CLICO (Guyana) has much to answer for as it relates to good practice and the diligence or lack thereof it exercised in relation to policyholders’ and investors’ monies. It should not be allowed to escape lightly. Valid questions remain over the sale of the Berbice Bridge bonds by CLICO (Guyana) and the payments it enabled after a run on it in the weeks after C L Financial was bailed out by the Trinidad government.

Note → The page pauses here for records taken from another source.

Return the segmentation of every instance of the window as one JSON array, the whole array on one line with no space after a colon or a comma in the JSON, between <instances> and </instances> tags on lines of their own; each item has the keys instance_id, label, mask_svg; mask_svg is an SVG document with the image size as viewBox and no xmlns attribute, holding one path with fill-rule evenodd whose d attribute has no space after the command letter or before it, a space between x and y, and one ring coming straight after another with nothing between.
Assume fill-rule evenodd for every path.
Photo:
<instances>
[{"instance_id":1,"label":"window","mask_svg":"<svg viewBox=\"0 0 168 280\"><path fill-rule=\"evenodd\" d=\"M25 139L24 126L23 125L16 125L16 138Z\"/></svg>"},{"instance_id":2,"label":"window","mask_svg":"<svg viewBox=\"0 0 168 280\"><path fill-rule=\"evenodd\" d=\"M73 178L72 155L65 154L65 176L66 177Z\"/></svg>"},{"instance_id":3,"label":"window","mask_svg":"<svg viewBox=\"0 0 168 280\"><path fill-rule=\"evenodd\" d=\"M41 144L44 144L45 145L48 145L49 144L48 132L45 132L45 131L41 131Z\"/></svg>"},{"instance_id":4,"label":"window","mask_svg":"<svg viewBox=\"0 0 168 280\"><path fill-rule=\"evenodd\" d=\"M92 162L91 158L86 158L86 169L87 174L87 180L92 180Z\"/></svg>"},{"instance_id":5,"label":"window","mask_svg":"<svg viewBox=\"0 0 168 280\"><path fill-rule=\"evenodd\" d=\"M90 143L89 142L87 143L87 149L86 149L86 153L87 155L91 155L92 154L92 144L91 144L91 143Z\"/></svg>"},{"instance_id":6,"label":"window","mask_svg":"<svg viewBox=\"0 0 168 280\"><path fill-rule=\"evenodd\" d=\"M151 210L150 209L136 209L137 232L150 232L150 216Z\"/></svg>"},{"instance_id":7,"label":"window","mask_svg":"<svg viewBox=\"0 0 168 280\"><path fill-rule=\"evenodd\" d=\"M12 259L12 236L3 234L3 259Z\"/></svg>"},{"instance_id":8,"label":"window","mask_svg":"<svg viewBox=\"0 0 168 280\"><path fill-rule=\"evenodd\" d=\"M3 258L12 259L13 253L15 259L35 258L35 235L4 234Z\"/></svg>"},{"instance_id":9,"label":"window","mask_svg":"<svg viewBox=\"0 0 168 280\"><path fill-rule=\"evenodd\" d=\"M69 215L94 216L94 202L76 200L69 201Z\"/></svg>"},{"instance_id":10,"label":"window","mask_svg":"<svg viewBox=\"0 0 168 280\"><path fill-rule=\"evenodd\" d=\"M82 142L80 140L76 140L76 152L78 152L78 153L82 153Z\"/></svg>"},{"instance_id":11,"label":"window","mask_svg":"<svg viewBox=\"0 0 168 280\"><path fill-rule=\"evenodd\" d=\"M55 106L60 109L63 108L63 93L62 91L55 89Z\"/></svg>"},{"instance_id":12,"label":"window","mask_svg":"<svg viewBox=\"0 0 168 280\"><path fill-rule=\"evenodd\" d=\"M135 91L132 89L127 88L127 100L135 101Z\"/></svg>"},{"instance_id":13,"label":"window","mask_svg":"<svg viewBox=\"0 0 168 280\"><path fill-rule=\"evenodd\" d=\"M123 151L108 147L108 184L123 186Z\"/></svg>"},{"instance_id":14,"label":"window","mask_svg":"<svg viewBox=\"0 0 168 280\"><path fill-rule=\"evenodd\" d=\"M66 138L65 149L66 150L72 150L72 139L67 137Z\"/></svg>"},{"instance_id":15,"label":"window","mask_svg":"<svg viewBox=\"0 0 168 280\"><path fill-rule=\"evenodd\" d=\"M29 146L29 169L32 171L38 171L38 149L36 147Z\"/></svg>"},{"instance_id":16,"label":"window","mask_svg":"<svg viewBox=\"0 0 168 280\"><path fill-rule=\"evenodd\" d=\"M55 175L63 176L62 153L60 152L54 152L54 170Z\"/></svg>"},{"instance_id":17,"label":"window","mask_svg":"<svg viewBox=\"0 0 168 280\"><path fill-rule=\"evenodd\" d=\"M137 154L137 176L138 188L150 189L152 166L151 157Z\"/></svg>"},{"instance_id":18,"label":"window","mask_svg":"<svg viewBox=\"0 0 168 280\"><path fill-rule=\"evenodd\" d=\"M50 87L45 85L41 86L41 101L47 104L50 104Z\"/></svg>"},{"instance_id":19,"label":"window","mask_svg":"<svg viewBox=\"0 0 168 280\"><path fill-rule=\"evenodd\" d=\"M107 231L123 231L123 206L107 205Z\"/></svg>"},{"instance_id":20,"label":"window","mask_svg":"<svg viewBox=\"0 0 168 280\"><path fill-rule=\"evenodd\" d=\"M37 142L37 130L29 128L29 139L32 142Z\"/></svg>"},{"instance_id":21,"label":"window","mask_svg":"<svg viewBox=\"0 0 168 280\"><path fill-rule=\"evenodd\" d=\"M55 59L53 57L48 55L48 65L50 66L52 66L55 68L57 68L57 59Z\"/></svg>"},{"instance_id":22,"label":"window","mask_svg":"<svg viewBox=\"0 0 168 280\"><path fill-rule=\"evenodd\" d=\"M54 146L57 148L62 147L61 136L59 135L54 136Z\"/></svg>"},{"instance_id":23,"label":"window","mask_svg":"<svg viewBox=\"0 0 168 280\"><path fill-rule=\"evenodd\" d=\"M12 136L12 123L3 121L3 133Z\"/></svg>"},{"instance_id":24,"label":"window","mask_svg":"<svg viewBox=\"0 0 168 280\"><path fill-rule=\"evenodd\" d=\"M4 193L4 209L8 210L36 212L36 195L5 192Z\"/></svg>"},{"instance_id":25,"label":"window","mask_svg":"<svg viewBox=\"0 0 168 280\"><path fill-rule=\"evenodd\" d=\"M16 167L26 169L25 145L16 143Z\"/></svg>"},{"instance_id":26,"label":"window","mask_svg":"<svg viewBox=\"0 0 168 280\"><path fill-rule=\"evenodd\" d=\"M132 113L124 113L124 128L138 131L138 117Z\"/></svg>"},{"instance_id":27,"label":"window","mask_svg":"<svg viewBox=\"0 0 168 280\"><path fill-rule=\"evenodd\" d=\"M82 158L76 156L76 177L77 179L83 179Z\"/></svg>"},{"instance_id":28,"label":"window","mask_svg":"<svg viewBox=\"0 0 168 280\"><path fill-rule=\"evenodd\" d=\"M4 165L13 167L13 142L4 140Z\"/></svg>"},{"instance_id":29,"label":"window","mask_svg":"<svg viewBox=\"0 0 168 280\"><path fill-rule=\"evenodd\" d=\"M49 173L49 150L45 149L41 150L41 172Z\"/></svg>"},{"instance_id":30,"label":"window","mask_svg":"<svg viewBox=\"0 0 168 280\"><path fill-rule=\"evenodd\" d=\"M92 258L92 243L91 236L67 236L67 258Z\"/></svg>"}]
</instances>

CLICO (Guyana) should have been brought to heel much earlier by the Insurance Commissioner and made to take concerted action since 2007 to first establish the nature of the transaction with The Bahamas and then to rapidly repatriate a large part of the “investment”. While we do believe that the Insurance Act as presently constructed permitted such steps, given the explanations since offered by the government the onus is on it to move immediately to reform the Act to make it more potent and to provide greater resources to the Commissioner’s office. It should be noted that Trinidad made emergency amendments to its Insurance Act after the crisis engulfed C L Financial and is bringing entirely new legislation shortly to address the loopholes which allowed the parent company’s intercompany transactions and risky investments to endanger insurance companies in several parts of the Caribbean. Is that on the agenda of this government or was the Insurance Industry Act adequate and still good enough for any future problems?